E antes de o avião aterrissar em Washington, DC, Ortega tinha uma última dor de cabeça para impor a seus ex-presidiários.

“Quando chegamos ao Aeroporto de Dulles, ficamos sabendo que Daniel Ortega havia tirado nossa cidadania”, disse García. “E que ele nos declarou traidores da pátria.” A medida foi o golpe final no exílio dos prisioneiros, garantindo que eles nunca mais pudessem retornar à Nicarágua de Ortega.

Mais tarde, eles ficariam sabendo que o regime também havia confiscado suas propriedades.
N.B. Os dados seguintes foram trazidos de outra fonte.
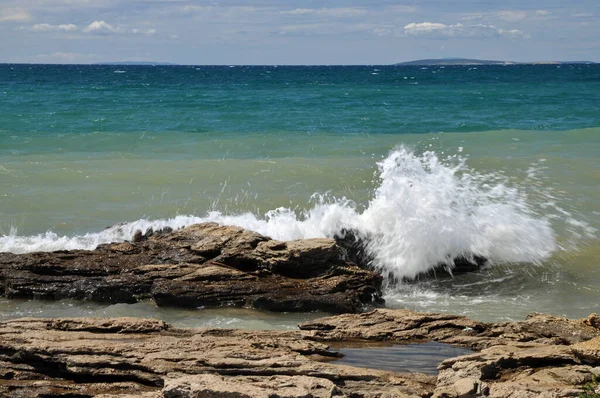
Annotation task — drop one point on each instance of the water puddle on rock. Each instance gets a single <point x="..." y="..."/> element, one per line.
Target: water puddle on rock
<point x="418" y="358"/>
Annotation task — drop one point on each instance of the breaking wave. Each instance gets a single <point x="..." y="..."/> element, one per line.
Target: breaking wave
<point x="425" y="210"/>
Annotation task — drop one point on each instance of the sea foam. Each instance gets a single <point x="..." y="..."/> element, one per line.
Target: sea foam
<point x="425" y="210"/>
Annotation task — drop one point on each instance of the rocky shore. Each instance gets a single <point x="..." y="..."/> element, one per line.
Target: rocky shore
<point x="202" y="265"/>
<point x="542" y="356"/>
<point x="212" y="265"/>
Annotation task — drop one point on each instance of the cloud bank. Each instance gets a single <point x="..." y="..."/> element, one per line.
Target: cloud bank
<point x="432" y="30"/>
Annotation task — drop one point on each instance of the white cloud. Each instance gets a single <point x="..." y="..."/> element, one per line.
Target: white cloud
<point x="512" y="16"/>
<point x="434" y="30"/>
<point x="342" y="12"/>
<point x="101" y="27"/>
<point x="148" y="32"/>
<point x="401" y="9"/>
<point x="66" y="58"/>
<point x="14" y="15"/>
<point x="44" y="27"/>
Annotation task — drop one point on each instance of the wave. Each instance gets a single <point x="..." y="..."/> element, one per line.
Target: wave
<point x="426" y="210"/>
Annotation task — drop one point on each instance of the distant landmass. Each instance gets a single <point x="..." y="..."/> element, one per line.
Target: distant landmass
<point x="467" y="61"/>
<point x="135" y="63"/>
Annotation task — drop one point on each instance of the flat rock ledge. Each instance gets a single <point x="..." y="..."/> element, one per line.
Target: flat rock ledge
<point x="542" y="356"/>
<point x="198" y="266"/>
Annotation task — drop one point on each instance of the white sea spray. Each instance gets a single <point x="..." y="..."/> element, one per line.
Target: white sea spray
<point x="426" y="210"/>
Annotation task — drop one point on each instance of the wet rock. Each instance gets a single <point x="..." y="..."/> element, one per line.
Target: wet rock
<point x="202" y="265"/>
<point x="91" y="357"/>
<point x="149" y="358"/>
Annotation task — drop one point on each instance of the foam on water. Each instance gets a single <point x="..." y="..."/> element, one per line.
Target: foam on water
<point x="425" y="210"/>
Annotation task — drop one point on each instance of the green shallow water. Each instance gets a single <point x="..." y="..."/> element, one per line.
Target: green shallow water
<point x="83" y="148"/>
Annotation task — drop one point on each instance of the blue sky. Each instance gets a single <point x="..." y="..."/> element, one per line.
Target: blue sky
<point x="296" y="32"/>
García perdeu a propriedade de sua casa e de seu negócio de moagem comercial em Manágua.

Assim, os prisioneiros chegaram aos Estados Unidos sem estado e muitos agora sem dinheiro, com todos os seus bens bloqueados pelo governo nicaraguense.
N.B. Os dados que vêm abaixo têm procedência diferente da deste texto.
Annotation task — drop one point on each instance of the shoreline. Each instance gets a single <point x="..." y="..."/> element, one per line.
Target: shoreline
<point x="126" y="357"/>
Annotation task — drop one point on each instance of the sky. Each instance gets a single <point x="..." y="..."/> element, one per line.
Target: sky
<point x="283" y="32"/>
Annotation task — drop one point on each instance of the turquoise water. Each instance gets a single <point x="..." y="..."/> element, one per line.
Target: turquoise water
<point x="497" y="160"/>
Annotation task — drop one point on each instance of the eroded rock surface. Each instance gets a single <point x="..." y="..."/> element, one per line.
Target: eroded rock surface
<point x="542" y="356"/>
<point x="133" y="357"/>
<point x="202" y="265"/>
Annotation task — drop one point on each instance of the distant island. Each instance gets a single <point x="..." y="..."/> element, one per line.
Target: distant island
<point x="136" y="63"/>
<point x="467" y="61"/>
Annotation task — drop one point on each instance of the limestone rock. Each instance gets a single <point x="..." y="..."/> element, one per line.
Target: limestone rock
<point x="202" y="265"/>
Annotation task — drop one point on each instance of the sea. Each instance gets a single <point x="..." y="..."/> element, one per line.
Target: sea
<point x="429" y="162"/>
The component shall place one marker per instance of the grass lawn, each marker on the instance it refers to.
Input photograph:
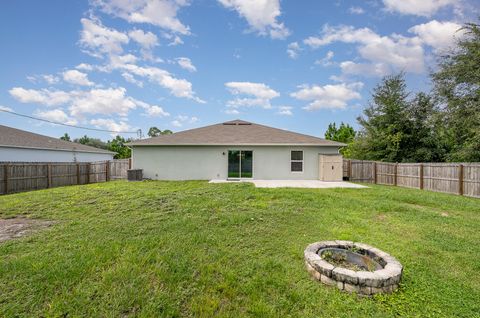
(199, 249)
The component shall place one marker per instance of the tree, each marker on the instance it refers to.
(118, 145)
(65, 137)
(385, 125)
(154, 132)
(93, 142)
(426, 143)
(345, 134)
(457, 89)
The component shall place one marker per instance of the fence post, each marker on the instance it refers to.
(107, 170)
(421, 176)
(89, 168)
(350, 170)
(460, 179)
(49, 176)
(78, 173)
(6, 178)
(395, 173)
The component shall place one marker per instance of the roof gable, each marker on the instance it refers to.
(235, 132)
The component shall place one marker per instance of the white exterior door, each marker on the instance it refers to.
(330, 167)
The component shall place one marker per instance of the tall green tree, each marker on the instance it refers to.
(385, 125)
(457, 89)
(93, 142)
(426, 144)
(117, 145)
(345, 134)
(154, 132)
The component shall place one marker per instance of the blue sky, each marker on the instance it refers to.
(178, 64)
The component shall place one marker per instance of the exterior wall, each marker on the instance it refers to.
(211, 162)
(42, 155)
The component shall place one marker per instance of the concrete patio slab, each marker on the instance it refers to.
(313, 184)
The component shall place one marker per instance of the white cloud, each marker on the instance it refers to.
(395, 52)
(56, 115)
(258, 90)
(258, 94)
(8, 109)
(420, 8)
(110, 124)
(186, 64)
(327, 60)
(161, 13)
(103, 41)
(101, 101)
(98, 39)
(329, 96)
(439, 35)
(178, 87)
(76, 77)
(232, 111)
(44, 96)
(174, 40)
(365, 69)
(48, 78)
(156, 111)
(293, 49)
(356, 10)
(260, 15)
(131, 79)
(51, 79)
(285, 110)
(176, 123)
(146, 40)
(109, 101)
(84, 67)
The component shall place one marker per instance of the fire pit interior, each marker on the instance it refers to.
(353, 267)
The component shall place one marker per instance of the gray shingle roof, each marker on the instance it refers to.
(11, 137)
(235, 132)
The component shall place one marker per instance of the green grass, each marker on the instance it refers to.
(198, 249)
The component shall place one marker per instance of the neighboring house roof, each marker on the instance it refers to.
(11, 137)
(235, 132)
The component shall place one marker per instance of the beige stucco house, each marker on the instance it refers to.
(237, 150)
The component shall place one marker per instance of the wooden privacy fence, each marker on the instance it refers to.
(457, 178)
(26, 176)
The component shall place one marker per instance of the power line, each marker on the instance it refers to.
(68, 125)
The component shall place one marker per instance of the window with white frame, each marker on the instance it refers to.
(296, 161)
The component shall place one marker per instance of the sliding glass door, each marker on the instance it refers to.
(240, 164)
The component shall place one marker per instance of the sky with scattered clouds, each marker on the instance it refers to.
(125, 65)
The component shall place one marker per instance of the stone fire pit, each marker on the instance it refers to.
(353, 267)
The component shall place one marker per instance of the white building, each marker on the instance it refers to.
(22, 146)
(237, 150)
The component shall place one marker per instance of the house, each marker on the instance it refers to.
(22, 146)
(237, 150)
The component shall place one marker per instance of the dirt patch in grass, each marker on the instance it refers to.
(18, 227)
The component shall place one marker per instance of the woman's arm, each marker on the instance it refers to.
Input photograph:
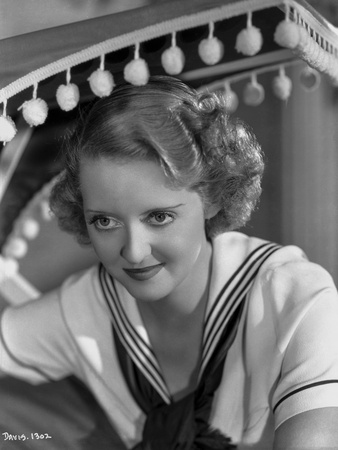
(315, 429)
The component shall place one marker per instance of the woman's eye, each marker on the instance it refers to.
(104, 223)
(160, 218)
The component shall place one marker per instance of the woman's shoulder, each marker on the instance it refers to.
(286, 267)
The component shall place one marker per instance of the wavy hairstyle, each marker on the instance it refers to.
(190, 135)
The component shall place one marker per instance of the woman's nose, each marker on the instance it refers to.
(136, 246)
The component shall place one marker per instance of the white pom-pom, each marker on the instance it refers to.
(282, 86)
(67, 96)
(287, 34)
(7, 129)
(15, 248)
(253, 94)
(310, 79)
(211, 50)
(101, 83)
(137, 72)
(173, 60)
(249, 41)
(8, 268)
(35, 111)
(30, 228)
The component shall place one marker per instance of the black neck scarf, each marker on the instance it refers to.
(183, 424)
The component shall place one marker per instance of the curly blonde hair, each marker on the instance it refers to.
(191, 136)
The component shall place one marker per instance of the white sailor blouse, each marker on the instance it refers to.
(271, 330)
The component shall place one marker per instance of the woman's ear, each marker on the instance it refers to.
(211, 211)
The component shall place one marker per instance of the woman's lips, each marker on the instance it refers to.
(144, 273)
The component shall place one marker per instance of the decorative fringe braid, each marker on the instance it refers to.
(299, 32)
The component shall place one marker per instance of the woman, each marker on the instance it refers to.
(189, 334)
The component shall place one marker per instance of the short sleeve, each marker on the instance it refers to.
(34, 341)
(306, 324)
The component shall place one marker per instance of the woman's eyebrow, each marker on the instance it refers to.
(163, 208)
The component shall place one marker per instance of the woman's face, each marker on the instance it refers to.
(150, 237)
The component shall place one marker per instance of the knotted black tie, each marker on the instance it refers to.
(180, 425)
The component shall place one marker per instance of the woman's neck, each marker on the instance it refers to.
(187, 302)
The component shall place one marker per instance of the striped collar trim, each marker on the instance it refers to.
(131, 332)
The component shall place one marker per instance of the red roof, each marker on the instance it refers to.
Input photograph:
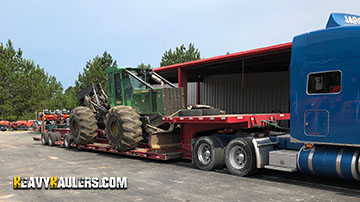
(227, 57)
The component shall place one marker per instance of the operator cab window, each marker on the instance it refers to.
(117, 87)
(324, 82)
A diáspora nicaraguense se mobiliza

Os Estados Unidos concederam aos 222 ex-prisioneiros uma liberdade condicional humanitária de dois anos, permitindo que eles vivessem e trabalhassem no país.

Para preencher essa lacuna, o Departamento de Estado tem se apoiado em ONGs e, em maior medida, na diáspora nicaraguense – membros da resistência que já estão reassentados no exterior. Isso significou recorrer a uma rede de pessoas como Reyna Esmeralda Hernández Mairena, uma imigrante nicaraguense ligada ao Partido Liberal, de oposição, que vive em Keystone, Colorado.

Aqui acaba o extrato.